Bis vor einigen Jahren war es, wenn nun die Partner getrennt leben, üblich, dass der Partner (in der Regel die Frau), bei welchem die Kinder leben, die elterliche Sorge für sich allein beantragte und dies bereits sofort nach der Trennung, was nach dem Gesetz möglich war und von den Gerichten in der Regel auch problemlos akzeptiert wurde.
Dies ist durch die Reform des Sorgerechts grundlegend geändert worden. Die gemeinsame elterliche Sorge ist der Regelfall, von welchem nur in extremen Ausnahmefällen abgewichen wird.
Die heißt allerdings nicht, dass nicht einzelne Teile der elterlichen Sorge einem Elternteil alleine übertragen werden können, so z.B. das Aufenthaltsbestimmungsrecht, die Vermögenssorge etc. Ohnehin ist es so, dass die alltäglichen Entscheidungen derjenige alleine treffen darf, bei welchem sich die Kinder aufhalten.

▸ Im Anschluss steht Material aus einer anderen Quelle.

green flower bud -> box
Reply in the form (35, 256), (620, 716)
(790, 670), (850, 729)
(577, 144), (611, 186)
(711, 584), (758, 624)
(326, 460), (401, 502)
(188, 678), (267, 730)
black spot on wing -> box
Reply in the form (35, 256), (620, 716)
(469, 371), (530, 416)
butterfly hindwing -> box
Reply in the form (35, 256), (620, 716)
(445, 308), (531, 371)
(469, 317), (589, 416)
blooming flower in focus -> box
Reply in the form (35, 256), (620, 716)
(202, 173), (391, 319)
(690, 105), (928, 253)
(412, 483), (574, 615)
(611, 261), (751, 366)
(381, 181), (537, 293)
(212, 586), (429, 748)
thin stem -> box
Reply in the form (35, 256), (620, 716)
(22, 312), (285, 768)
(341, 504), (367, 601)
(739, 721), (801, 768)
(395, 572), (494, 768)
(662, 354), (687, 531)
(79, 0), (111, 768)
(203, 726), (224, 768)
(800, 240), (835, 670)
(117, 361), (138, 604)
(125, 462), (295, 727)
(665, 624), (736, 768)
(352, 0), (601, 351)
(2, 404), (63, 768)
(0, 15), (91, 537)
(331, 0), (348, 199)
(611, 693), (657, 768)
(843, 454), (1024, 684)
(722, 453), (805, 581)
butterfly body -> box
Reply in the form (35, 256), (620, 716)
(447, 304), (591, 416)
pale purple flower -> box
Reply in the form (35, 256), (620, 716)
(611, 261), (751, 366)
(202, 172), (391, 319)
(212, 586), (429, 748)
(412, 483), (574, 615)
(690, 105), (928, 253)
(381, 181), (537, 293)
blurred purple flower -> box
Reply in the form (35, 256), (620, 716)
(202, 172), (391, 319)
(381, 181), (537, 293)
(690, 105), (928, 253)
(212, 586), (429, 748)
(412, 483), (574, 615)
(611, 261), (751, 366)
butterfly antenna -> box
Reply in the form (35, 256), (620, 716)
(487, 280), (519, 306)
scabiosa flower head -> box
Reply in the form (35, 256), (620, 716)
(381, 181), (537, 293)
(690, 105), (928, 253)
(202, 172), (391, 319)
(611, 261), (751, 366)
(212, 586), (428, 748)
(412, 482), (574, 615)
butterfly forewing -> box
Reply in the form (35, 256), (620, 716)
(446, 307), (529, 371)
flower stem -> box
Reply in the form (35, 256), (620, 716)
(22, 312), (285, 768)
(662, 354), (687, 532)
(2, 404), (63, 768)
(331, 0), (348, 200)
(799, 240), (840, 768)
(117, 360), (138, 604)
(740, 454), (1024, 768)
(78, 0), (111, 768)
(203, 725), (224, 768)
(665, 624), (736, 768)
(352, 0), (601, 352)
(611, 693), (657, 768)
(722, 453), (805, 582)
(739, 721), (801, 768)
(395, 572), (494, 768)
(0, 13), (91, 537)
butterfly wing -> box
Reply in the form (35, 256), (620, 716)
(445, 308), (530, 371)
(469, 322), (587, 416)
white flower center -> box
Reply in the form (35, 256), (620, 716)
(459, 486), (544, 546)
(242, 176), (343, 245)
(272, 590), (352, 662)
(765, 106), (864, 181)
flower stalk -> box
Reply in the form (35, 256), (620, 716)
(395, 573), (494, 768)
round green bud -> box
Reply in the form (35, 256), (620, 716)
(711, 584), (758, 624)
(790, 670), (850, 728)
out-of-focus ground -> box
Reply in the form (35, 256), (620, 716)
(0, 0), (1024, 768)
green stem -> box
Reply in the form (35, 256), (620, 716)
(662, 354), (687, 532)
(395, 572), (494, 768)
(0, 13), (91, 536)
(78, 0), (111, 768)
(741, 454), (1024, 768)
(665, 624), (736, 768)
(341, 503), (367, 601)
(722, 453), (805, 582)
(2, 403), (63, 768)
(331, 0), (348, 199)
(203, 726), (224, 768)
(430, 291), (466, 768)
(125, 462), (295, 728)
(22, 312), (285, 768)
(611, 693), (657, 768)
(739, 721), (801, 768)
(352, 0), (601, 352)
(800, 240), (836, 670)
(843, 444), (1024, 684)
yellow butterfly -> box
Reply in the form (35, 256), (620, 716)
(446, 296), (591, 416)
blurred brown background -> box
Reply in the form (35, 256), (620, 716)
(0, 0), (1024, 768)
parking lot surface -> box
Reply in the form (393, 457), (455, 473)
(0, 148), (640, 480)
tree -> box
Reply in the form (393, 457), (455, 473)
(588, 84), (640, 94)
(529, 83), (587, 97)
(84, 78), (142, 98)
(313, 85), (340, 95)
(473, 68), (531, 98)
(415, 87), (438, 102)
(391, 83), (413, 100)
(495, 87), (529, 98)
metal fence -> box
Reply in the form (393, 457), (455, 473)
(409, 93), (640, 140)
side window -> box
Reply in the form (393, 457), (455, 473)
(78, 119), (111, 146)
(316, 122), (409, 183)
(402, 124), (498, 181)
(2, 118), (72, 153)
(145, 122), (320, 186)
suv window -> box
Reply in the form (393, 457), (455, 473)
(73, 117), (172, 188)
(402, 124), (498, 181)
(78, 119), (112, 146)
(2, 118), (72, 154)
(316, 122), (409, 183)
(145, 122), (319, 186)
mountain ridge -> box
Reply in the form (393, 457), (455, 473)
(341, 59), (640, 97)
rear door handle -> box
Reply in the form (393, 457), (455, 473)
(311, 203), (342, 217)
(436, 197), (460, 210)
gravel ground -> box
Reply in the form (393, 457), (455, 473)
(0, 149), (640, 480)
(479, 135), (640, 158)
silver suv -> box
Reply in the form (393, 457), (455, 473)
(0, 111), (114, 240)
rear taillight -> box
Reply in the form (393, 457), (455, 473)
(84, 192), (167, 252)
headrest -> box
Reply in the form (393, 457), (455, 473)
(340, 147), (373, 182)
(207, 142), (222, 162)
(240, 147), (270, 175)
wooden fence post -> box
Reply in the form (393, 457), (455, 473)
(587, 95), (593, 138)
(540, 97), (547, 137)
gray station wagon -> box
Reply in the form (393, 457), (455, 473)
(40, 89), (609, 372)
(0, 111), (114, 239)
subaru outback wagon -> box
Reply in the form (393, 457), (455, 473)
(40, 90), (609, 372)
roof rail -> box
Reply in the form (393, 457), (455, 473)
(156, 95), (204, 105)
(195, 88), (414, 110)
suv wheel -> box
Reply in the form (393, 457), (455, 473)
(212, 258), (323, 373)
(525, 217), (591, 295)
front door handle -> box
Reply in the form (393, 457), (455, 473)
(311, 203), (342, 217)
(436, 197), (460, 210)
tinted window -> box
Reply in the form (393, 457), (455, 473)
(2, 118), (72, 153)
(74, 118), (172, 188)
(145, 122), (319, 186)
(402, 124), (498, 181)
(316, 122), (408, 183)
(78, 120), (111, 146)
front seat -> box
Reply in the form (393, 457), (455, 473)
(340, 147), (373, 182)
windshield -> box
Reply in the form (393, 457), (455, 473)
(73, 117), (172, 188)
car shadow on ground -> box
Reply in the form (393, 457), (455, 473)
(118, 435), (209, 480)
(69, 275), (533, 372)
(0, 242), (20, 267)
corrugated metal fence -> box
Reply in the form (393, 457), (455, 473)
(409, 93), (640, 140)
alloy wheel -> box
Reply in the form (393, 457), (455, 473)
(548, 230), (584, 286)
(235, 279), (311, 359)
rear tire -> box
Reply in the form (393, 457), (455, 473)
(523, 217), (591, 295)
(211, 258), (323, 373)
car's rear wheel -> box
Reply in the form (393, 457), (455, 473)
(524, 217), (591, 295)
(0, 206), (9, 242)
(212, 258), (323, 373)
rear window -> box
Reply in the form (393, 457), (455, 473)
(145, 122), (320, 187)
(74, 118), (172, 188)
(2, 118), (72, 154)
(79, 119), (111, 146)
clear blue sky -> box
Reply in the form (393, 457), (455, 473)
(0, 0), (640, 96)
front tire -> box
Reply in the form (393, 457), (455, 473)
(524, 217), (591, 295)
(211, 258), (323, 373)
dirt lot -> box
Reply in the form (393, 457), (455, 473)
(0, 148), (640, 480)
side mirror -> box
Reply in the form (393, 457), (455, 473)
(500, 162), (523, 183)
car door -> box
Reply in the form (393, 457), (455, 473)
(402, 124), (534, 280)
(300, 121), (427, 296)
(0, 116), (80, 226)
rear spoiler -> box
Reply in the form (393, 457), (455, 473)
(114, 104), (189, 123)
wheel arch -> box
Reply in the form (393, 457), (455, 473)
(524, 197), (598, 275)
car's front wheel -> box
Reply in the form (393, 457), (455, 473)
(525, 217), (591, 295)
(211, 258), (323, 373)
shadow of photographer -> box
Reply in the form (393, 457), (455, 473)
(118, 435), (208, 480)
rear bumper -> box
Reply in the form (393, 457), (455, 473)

Der Partner, bei welchem die Kinder nicht wohnen, soll natürlich den Kontakt zu diesen nicht verlieren. Aus diesem Grunde sieht das Gesetz ein Besuchsrecht vor, dessen Einzelheiten die Gerichte in Zusammenarbeit mit den Jugendämtern regeln, sofern die Partner sich nicht hierüber einigen können. Ein solcher Rechtsstreit ist allerdings in der Regel überflüssig, da die Gerichte sich hier an feste Grundsätze halten, die die Rechtsprechung und Erfahrung im Laufe der Jahre entwickelt haben. Ab einen gewissen Alter der Kinder (in der Regel spätestens mit fünf) kann der Partner, bei welchem die Kinder nicht wohnen dann, wenn keine ganz besonderen Umstände vorhanden sind, die Kinder jedes zweite Wochenende von samstags vormittags bis Sonntag Nachmittag (ca. 18 Uhr) zu sich nehmen, ferner den zweiten der hohen Feiertage (Weihnachten, Ostern, Pfingsten) sowie die Hälfte der Sommerferien. Manche Gerichte sprechen zudem die Hälfte der anderen Ferien auch zu. Wenn die Partner sich hinauf einigen, so können sie nicht falsch liegen und vermeiden einen Rechtsstreit, der mit erheblichen Kosten verbunden sein kann und dann doch zu diesem Ergebnis führt. Anzumerken ist, dass hinsichtlich der Ausübung des Besuchsrechts der andere Partner dem Berechtigten wenig hereinreden kann. Die Mutter kann z.B. nicht bestimmen, mit wem der Vater und die Kinder das Wochenende verbringen (in Streit steht hier meistens die neue Freundin des Vaters). Für die Gerichte ist ausschließlich das Wohl und Interesse des Kindes maßgeblich. Die Gerichte lassen nicht zu, dass "auf dem Rücken der Kinder" der Konflikt der Eltern ausgetragen wird.